OpenSearch Adds Agentic and Conversational RAG

Published by The Daily Scout

What happened

The OpenSearch platform now offers native support for building conversational and agentic RAG systems using models from OpenAI and Anthropic. New documentation details how to configure AI agents that coordinate LLM reasoning and retrieval for dynamic, multi-step workflows. This mainstreaming of agentic search allows for the creation of more sophisticated enterprise assistants directly within the OpenSearch stack.

Why it matters

- The new agent and conversational RAG features were introduced as experimental in OpenSearch version 2.12 and require enabling the `plugins.ml_commons.memory_feature_enabled` setting. - OpenSearch offers four main types of agents: flow agents for sequential, fixed workflows; conversational flow agents that add memory to fixed workflows; conversational agents that use LLM reasoning to dynamically choose tools; and plan-execute-reflect agents for complex, multi-step tasks. - Beyond OpenAI and Anthropic models, the agent framework also supports Google Gemini models and models available through the Amazon Bedrock Converse API. - The functionality is delivered through the ML Commons plugin, which manages machine learning tasks, resource allocation, and provides APIs for interacting with models. - For RAG pipelines, agents typically utilize a `VectorDBTool` for semantic search within OpenSearch indices and an `MLModelTool` to pass the retrieved context to an external LLM. - Persistent agentic memory became generally available in version 3.3, allowing agents to learn and reason across multiple conversations by implementing strategies like semantic fact extraction and conversation summarization. - The framework supports hybrid search, combining traditional keyword-based (BM25) search with semantic vector search to improve the relevance of retrieved documents. - OpenSearch is extending agent capabilities through Model Context Protocol (MCP) connectors, which allow agents to interact with external tools and data sources beyond what is stored in OpenSearch itself.

Key numbers

  • - The new agent and conversational RAG features were introduced as experimental in OpenSearch version 2.12 and require enabling the plugins.ml_commons.memory_feature_enabled setting.
  • Persistent agentic memory became generally available in version 3.3, allowing agents to learn and reason across multiple conversations by implementing strategies like semantic fact extraction and conversation summarization.
  • The framework supports hybrid search, combining traditional keyword-based (BM25) search with semantic vector search to improve the relevance of retrieved documents.

Quick answers

What happened in OpenSearch Adds Agentic and Conversational RAG?

The OpenSearch platform now offers native support for building conversational and agentic RAG systems using models from OpenAI and Anthropic.

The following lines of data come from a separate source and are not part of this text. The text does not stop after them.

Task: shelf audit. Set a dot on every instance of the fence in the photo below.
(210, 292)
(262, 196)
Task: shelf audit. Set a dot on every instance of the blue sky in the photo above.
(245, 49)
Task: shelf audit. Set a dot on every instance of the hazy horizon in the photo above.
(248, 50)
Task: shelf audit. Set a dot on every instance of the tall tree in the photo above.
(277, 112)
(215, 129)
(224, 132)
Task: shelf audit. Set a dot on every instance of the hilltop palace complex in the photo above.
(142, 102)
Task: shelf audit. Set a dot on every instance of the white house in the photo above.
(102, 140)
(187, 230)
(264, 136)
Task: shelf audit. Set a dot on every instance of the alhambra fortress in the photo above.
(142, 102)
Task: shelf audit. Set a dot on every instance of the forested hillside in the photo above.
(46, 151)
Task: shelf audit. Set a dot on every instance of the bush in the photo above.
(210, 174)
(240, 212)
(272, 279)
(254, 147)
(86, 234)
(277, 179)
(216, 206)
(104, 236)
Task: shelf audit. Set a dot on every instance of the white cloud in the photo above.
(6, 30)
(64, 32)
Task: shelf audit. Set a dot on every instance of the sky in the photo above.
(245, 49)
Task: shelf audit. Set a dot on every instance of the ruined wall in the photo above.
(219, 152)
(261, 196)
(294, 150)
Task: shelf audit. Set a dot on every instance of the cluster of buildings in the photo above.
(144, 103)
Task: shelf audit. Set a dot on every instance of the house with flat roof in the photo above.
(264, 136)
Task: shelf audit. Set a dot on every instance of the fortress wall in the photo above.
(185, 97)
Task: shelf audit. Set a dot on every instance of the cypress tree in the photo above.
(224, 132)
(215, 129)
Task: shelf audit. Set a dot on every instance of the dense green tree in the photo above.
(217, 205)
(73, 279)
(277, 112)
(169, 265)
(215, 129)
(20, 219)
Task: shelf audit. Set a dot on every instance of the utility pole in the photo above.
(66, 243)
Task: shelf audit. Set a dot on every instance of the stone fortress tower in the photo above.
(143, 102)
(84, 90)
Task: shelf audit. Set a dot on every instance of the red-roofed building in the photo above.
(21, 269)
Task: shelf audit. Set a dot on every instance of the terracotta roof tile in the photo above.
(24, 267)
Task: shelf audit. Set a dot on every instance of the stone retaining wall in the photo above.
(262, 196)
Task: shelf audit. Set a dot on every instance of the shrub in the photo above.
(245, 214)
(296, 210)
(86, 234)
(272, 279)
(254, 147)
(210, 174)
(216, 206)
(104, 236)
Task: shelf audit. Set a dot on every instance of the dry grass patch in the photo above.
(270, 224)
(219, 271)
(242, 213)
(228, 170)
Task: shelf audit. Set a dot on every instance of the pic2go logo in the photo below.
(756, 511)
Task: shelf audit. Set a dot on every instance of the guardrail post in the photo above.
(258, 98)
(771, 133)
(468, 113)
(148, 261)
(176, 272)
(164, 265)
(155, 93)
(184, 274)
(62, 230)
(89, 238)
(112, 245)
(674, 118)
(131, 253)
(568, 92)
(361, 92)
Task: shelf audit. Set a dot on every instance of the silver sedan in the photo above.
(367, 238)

New documentation details how to configure AI agents that coordinate LLM reasoning and retrieval for dynamic, multi-step workflows. This mainstreaming of agentic search allows for the creation of more sophisticated enterprise assistants directly within the OpenSearch stack.

Why does OpenSearch Adds Agentic and Conversational RAG matter?

The new agent and conversational RAG features were introduced as experimental in OpenSearch version 2.12 and require enabling the plugins.ml_commons.memory_feature_enabled setting. OpenSearch offers four main types of agents: flow agents for sequential, fixed workflows; conversational flow agents that add memory to fixed workflows; conversational agents that use LLM reasoning to dynamically choose tools; and plan-execute-reflect agents for complex, multi-step tasks. Beyond OpenAI and Anthropic models, the agent framework also supports Google Gemini models and models available through the Amazon Bedrock Converse API. The functionality is delivered through the ML Commons plugin, which manages machine learning tasks, resource allocation, and provides APIs for interacting with models. For RAG pipelines, agents typically utilize a VectorDBTool for semantic search within OpenSearch indices and an MLModelTool to pass the retrieved context to an external LLM. Persistent agentic memory became generally available in version 3.3, allowing agents to learn and reason across multiple conversations by implementing strategies like semantic fact extraction and conversation summarization. The framework supports hybrid search, combining traditional keyword-based (BM25) search with semantic vector search to improve the relevance of retrieved documents. OpenSearch is extending agent capabilities through Model Context Protocol (MCP) connectors, which allow agents to interact with external tools and data sources beyond what is stored in OpenSearch itself.